The Government Accountability Office this month released a report indicating that the Department of Veterans Affairs had made limited progress to improve its health care since being added to the high-risk list in 2015. This limited progress led GAO to keep the VA health care system on the 2017 list for concerns over timeliness, quality, and safety of veterans’ health care.

Since 2015, VA has partially met two of the five criteria for getting off of the high-risk list–leadership commitment and creating an action plan.  VA officials have shown leadership commitment by establishing a task force and working groups for addressing issues that led to the high-risk designation. They also provided an action plan in August 2016 that explored the five top areas of concern for GAO:

  • Ambiguous policies and inconsistent processes.
  • Inadequate oversight and accountability.
  • Information technology challenges.
  • Inadequate training for VA staff.
  • Unclear resource needs and allocation priorities.

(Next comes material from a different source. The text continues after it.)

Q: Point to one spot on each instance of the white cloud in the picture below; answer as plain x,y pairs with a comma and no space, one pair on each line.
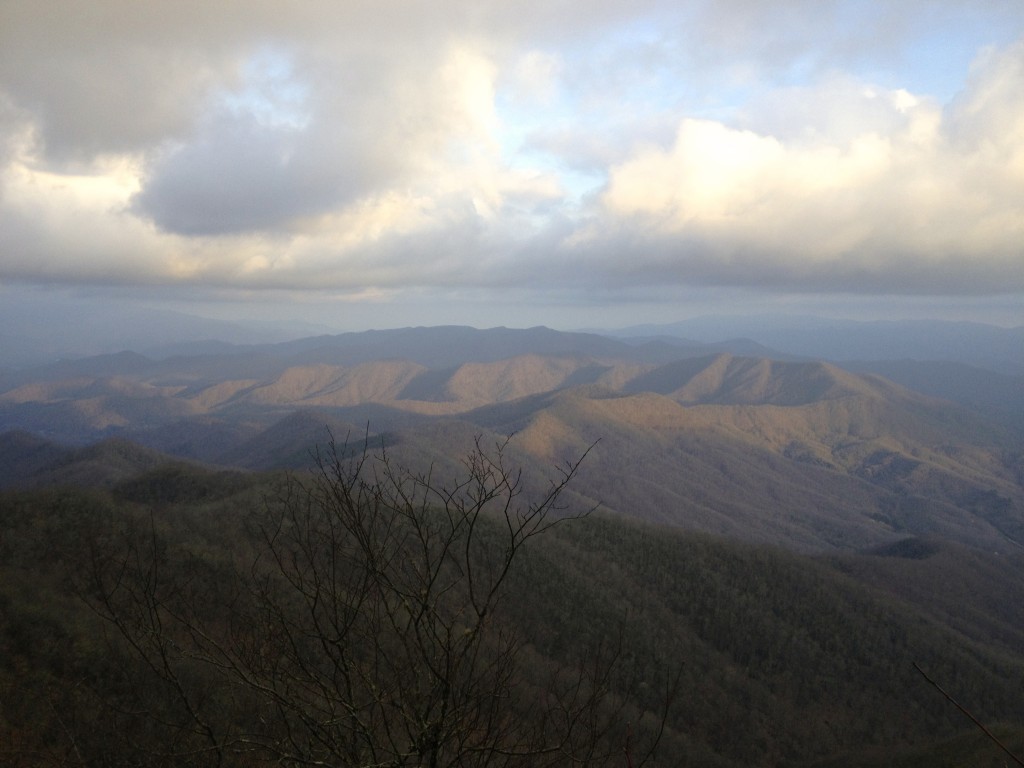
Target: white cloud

However, the VA has not addressed the other three criteria for getting off of the list–agency capacity, monitoring efforts, and demonstrated progress.

One of the top areas for concern is IT challenges. In the 2015 report, GAO identified VA’s existing IT systems as outdated, inefficient, and limited. The VA began working with the Department of Defense to improve record sharing between electronic health records (EHRs), but GAO saw a lack of data-driven goals. They recommended VA and the DoD establish more clear metrics, but as of February 2017, they had only started to look at ways to establish baseline metrics.

Moving forward, the VA will also need to demonstrate stronger leadership support, update their action plan to include root cause analyses for each area of concern, clear metrics to access progress, and identifying resources to help achieve goals. The agency also must begin implementing the more than 100 open recommendations GAO has made to remedy the identified areas of concern. The report says that, “until VA addresses these serious underlying weaknesses, it will be difficult for the department to effectively and efficiently implement improvements addressing the five areas of concern that led to the high-risk designation.”

In the report, GAO says doing this type of study is critical, as “VA operates one of the largest health care delivery systems in the nation…and enrollment in the VA health care system has grown significantly, from 7.9 million in fiscal year 2006 to almost 9 million in fiscal year 2016.”